Une enquête multisectorielle a été lancée concernant de graves irrégularités financières présumées au sein de la commune de Fès. L’Inspection générale de l’administration territoriale, la présidence du ministère public et la Cour régionale des comptes de Fès-Meknès ont été saisies de plaintes et de rapports faisant état de soupçons de dilapidation de deniers publics.
«Les allégations portent principalement sur l’octroi d’exonérations fiscales injustifiées sur des terrains non bâtis au profit de promoteurs immobiliers, ainsi que sur des carences dans le recouvrement des recettes générées par les installations publiques communales», rapporte Al Akhbar dans son édition du jeudi 15 janvier. La Brigade nationale de la police judiciaire (BNPJ) a déjà auditionné plusieurs cadres communaux, dont les chefs des services de l’urbanisme et des impôts, dans le cadre d’une enquête sur des infractions dans le secteur de l’urbanisme et sur ces exonérations controversées.
Les investigations auraient mis en lumière le rôle présumé d’un responsable influent au sein de la commune. Ce dernier, dont le nom a été associé à l’accaparement d’un domaine public aménagé sur une propriété communale et financé avec des fonds de l’Initiative nationale pour le développement humain (INDH), est soupçonné d’avoir exercé des pressions sur des fonctionnaires pour faciliter ces avantages fiscaux indus. Il aurait, parallèlement, bénéficié de nombreux privilèges personnels.

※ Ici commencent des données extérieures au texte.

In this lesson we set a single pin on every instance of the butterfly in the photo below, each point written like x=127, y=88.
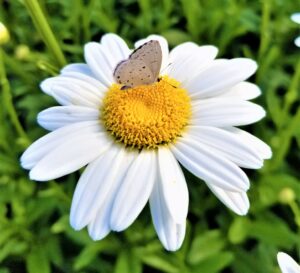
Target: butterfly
x=141, y=68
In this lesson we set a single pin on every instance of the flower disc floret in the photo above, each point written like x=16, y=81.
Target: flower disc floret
x=146, y=116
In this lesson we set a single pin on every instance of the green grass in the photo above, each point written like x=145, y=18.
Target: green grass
x=35, y=235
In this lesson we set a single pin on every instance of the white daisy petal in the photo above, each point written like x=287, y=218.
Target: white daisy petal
x=227, y=144
x=134, y=191
x=81, y=68
x=99, y=61
x=99, y=89
x=188, y=64
x=262, y=148
x=173, y=185
x=287, y=264
x=70, y=156
x=99, y=227
x=40, y=148
x=243, y=91
x=113, y=43
x=59, y=116
x=95, y=182
x=209, y=166
x=220, y=76
x=95, y=186
x=236, y=201
x=164, y=48
x=222, y=112
x=70, y=91
x=170, y=233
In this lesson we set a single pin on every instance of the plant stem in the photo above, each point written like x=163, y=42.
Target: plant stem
x=44, y=29
x=8, y=103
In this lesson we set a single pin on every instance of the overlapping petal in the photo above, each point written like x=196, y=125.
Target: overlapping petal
x=170, y=233
x=219, y=76
x=173, y=186
x=227, y=145
x=224, y=112
x=59, y=116
x=287, y=264
x=209, y=166
x=134, y=191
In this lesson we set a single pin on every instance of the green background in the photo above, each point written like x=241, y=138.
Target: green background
x=35, y=235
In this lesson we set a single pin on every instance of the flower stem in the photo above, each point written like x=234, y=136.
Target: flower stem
x=7, y=100
x=44, y=29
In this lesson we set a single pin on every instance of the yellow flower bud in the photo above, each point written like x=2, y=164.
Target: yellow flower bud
x=22, y=52
x=286, y=196
x=4, y=34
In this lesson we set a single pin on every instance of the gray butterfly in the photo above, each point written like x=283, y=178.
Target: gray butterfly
x=141, y=68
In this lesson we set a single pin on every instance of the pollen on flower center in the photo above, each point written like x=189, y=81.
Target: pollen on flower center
x=148, y=115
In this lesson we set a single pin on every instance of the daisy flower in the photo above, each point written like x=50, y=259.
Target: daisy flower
x=287, y=264
x=132, y=138
x=296, y=18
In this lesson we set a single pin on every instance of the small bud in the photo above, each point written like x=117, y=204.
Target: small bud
x=4, y=34
x=286, y=196
x=22, y=52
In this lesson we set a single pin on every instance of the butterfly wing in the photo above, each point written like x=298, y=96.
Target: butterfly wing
x=131, y=73
x=150, y=53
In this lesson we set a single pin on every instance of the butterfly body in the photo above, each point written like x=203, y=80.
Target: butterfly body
x=141, y=68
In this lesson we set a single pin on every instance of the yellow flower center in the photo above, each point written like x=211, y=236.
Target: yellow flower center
x=148, y=115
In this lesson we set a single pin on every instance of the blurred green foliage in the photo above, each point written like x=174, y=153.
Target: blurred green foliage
x=35, y=235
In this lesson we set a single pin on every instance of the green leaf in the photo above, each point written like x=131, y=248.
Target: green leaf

Selon des sources concordantes, ces pratiques auraient permis à certains responsables communaux d’amasser des fortunes considérables, tout en causant un préjudice financier majeur à la collectivité. Les méthodes de fraude décrites sont sophistiquées: des promoteurs obtiendraient, avec une complicité interne, des certificats attestant faussement du caractère agricole de terrains pourtant situés en zone urbaine, les exonérant ainsi de taxes. D’autres spéculateurs contourneraient la taxe sur les terrains non bâtis en obtenant des autorisations pour y construire, de manière fictive, des dépôts ou des parkings.
«Face à cette situation, Mustapha Makrach, conseiller communal de l’arrondissement Zouagha, a officiellement interpellé le wali de la région de Fès-Meknès», note Al Akhbar. Dans une correspondance, il demande l’ouverture d’une enquête approfondie sur la non-application, notamment, de la loi n° 47-06 relative aux taxes communales, qui vise précisément à protéger les ressources financières des collectivités.